Ce sont là des personnes qui m’ont marquée positivement. Le point commun entre elles, c’est la rigueur, la passion, parce que leur travail était une part très significative de leur vie. On se sentait vraiment aimés dans ces classes-là. Ça ne s’est pas démenti avec le temps. Des années après, Renée-Jeanne était retraitée, et moi je suis allée en Allemagne un bout de temps — quand j’étais à la maîtrise, j’avais eu la chance de passer trois mois et demi là-bas —, et je voulais me faire envoyer des documents par ma mère, des documents dont j’avais besoin pour rédiger. C’est Renée-Jeanne qui a mis la main sur toutes sortes de documents en fouillant à la bibliothèque, ma mère avait communiqué avec elle parce qu’elles viennent du même coin. Il n’y a pas de fin à sa mission auprès de moi! En général, elle a toujours eu le cœur sur la main. Elle fait partie de ces êtres passionnés qui donnent le goût de faire ce métier-là. Je retiens de ces profs l’importance de nouer des liens avec ses étudiant·e·s, et de toujours se rappeler qu’ils et elles sont là avant que nous, on y soit. Quelques fois, on peut oublier ce rapport-là, ne pas considérer le fait que ce sont les étudiant·e·s qui donnent le sens à notre existence de profs, même si c’est difficile par moments.

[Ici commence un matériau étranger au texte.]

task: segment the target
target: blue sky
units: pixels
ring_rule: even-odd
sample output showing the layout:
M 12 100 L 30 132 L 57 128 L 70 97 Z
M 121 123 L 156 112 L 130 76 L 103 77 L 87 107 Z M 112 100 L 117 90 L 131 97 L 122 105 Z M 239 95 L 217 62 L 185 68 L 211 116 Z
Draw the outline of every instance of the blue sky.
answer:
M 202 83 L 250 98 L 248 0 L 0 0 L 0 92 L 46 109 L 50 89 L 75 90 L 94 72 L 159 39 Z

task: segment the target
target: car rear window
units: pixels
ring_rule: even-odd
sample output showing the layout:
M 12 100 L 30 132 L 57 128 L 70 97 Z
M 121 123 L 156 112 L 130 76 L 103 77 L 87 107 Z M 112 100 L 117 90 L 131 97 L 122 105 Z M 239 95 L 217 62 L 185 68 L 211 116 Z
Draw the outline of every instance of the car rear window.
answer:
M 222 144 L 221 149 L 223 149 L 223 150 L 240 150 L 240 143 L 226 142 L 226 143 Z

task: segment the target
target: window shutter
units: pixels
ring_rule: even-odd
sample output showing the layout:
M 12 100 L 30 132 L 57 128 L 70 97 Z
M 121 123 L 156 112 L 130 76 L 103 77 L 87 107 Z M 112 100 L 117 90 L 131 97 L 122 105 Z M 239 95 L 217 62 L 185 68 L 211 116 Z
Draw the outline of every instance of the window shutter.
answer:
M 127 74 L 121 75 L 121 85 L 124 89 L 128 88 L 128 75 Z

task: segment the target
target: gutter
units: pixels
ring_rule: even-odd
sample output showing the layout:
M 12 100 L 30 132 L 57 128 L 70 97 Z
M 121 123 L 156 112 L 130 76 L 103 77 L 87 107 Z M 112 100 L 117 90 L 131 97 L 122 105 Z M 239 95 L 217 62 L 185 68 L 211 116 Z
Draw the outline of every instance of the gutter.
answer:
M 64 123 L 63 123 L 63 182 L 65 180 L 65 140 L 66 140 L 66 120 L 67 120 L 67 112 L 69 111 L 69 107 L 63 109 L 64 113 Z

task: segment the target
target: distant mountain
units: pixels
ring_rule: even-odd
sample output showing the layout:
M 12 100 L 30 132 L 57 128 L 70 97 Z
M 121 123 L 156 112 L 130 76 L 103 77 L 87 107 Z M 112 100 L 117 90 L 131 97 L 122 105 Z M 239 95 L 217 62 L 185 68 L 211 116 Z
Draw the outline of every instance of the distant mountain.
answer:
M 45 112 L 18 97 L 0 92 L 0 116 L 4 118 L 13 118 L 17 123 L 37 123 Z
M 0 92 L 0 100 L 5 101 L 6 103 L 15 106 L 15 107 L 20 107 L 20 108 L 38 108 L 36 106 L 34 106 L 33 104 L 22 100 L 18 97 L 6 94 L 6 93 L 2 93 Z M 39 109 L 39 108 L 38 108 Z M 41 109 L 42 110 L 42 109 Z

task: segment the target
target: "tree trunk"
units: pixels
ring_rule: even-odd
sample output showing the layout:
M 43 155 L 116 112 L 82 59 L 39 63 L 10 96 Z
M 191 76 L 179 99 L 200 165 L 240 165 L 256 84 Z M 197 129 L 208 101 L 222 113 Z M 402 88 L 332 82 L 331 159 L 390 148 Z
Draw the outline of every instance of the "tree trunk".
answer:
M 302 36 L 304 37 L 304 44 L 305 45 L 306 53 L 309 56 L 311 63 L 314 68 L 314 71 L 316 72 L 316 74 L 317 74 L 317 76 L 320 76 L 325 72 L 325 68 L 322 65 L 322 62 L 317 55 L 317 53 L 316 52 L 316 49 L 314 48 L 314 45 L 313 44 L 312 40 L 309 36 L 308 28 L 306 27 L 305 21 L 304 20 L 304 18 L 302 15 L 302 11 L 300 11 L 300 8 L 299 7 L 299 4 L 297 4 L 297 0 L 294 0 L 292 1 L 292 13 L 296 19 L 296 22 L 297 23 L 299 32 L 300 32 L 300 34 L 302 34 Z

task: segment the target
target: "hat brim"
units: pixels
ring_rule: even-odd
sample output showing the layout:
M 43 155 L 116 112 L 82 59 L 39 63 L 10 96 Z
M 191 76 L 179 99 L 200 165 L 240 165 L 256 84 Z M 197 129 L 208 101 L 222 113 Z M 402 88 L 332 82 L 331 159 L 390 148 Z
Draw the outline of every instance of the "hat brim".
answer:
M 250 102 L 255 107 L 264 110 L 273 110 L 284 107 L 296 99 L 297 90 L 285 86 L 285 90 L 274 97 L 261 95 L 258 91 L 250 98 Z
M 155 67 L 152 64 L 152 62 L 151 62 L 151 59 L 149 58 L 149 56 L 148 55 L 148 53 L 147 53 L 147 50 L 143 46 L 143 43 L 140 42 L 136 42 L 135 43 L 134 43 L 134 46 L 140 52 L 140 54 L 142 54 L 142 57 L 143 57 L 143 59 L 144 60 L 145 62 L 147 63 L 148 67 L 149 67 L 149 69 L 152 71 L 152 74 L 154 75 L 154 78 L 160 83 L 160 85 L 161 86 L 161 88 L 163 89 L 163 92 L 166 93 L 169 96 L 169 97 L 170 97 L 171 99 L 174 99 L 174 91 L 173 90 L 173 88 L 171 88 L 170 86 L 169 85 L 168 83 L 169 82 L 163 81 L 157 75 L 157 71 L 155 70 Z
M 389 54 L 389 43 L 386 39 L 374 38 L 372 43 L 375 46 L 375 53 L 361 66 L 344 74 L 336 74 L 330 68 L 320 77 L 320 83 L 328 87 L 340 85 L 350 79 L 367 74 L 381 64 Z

Ces profs de mon adolescence ont eu des classes pas faciles, je me rappelle une de ces classes pas nécessairement évidentes dans le petit milieu où on était, un peu défavorisé, où vivaient des familles avec lesquelles le travail était plus ardu, pour qui l’école n’était pas nécessairement une priorité. Donc les enseignant·e·s avaient à faire face à toutes sortes de défis. Je me dis, bon, aujourd’hui — ça fait déjà 25 ans, même plus —, ça change, mais pas tant que ça au sens où encore là, on rencontre des étudiant·e·s pour qui la priorité n’est pas forcément les études, parce qu’on est un peu dans une société de surconsommation. Les étudiant·e·s ne sont pas toujours disponibles pour leurs études, pour des raisons qu’il faut essayer de contrer. Ce n’est pas toujours simple d’aller chercher la personne là où elle est, de la prendre là où elle est et d’essayer de l’amener plus loin, mais ça demeure un défi stimulant.